While pioneering vocalist Ma Rainey was dubbed the “Mother of the Blues,” and helped spark the genre’s commercial spread in the 1920s, it was guitarist/bassist/vocalist Memphis Minnie (June 3, 1897- Aug. 6, 1973) who picked up the torch to keep African American popular music raw and relevant through the mid-20th century. In the process, she shaped the sound of modern pop music.
Born Lizzie Douglas, the New Orleans native was playing on Beale Street sidewalks in Memphis by age 13. After learning her craft down South, Douglas joined the historic migration of African American musicians to the North, eventually establishing herself in Chicago. It was there that her musical partnership with singer and guitarist Joe McCoy caught the attention of Columbia Records, who rechristened the pair Memphis Minnie and Kansas Joe.
Among the duo’s signature songs are 1929’s “When the Levee Breaks,” a song famously reshaped by Led Zeppelin as the final song on Led Zeppelin IV, and 1930s “Bumble Bee,” the impetus for Muddy Waters’ “Honey Bee.” The pair influenced contemporary “hillbilly” music as well as blues, with country music pioneers Bob Wills and the Texas Playboys adding their own twist to their 1930 single, “What’s the Matter with the Mill?”
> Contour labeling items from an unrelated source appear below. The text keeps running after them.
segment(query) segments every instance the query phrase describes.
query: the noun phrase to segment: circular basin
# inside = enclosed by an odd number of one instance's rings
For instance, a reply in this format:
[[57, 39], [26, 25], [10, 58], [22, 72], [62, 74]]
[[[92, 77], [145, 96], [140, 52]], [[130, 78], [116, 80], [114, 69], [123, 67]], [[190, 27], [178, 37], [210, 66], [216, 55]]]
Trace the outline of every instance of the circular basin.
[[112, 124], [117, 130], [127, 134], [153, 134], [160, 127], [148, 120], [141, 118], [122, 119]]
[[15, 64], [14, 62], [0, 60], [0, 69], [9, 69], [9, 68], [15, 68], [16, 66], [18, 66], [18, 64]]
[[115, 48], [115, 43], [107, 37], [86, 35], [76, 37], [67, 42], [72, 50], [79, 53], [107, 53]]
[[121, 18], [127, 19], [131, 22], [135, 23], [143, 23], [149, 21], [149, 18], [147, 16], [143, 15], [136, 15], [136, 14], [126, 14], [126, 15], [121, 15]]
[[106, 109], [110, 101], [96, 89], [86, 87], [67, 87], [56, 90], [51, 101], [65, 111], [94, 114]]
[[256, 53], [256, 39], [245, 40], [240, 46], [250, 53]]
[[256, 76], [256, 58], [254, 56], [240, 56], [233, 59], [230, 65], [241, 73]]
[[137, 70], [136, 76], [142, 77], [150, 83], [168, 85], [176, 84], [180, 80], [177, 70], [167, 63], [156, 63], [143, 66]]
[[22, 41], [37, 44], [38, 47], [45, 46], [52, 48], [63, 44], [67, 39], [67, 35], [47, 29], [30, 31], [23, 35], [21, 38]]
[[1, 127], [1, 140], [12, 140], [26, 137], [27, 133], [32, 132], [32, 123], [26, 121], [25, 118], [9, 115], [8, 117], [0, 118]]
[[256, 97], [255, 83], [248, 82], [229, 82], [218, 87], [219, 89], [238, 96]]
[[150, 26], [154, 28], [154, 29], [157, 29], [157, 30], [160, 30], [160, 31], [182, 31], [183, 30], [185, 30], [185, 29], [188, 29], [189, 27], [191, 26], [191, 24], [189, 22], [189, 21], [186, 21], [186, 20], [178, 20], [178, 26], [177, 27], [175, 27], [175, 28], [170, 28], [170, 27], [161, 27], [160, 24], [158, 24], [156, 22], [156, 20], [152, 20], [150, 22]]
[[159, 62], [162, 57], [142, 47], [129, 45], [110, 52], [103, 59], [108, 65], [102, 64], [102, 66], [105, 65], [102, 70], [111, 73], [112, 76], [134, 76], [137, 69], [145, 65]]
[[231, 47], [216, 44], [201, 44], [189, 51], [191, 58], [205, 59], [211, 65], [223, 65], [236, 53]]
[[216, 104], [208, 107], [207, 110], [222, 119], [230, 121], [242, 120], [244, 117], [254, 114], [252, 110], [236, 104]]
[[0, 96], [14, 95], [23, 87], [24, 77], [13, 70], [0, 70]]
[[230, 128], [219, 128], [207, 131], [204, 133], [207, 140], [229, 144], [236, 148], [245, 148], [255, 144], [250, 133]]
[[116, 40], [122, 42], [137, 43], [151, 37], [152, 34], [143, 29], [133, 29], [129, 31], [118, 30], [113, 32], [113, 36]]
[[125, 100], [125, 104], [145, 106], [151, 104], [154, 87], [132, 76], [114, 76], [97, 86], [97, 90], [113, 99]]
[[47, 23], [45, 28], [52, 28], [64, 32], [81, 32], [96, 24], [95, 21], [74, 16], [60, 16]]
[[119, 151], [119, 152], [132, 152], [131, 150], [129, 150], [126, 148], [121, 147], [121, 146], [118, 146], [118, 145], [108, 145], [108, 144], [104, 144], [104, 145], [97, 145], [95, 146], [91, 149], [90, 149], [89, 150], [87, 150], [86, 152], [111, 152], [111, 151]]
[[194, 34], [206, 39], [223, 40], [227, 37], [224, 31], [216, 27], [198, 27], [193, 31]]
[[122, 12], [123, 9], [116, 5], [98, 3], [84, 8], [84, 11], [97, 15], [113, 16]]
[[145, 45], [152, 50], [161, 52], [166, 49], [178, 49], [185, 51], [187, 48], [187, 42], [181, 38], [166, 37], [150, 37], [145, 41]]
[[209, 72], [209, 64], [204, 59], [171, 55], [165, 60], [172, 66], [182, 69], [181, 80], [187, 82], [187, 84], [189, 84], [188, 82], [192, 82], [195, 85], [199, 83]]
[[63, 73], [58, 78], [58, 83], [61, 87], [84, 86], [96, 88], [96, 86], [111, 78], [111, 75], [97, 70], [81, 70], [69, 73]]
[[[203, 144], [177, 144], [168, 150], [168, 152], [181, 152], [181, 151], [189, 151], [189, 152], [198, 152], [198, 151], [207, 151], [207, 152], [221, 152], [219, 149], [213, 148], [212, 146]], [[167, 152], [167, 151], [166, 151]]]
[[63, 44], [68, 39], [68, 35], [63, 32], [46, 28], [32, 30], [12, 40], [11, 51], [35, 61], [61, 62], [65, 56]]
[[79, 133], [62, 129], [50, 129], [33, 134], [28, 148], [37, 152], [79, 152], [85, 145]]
In a field dominated by men, Memphis Minnie thrived and played a major role in shaping the sound of Chicago blues. One legendary story from the 1930s finds Minnie publicly defeating renowned guitarist (and her future tourmate) Big Bill Broonzy in a battle of the blues performers, with a bottle of gin and a bottle of whiskey on the line.
As the blues changed, so did Minnie’s penchant for duets. Her rhythmic guitar playing as heard on earlier recordings gave way to a more modern-sounding, standard tuned style that better suits the drum, trumpet, and piano accompaniment on such recordings as her 1939 release, “Hot Stuff.”
Memphis Minnie had a respect for the women that paved the way for her success, recording “Ma Rainey” in tribute to the singer just six months after her 1939 passing. With her own natural talent and embrace of musical and technological innovations, she became a groundbreaker in her own right soon after, playing electric guitar publicly several years before Big Mama Thornton and others laid the groundwork for rhythm and blues.
As one of the greatest and most visible guitarists of her time, and a songwriter and performer who still influences popular music today, Memphis Minnie is simultaneously one of the seminal and unsung blues pickers and singers of the early 20th century.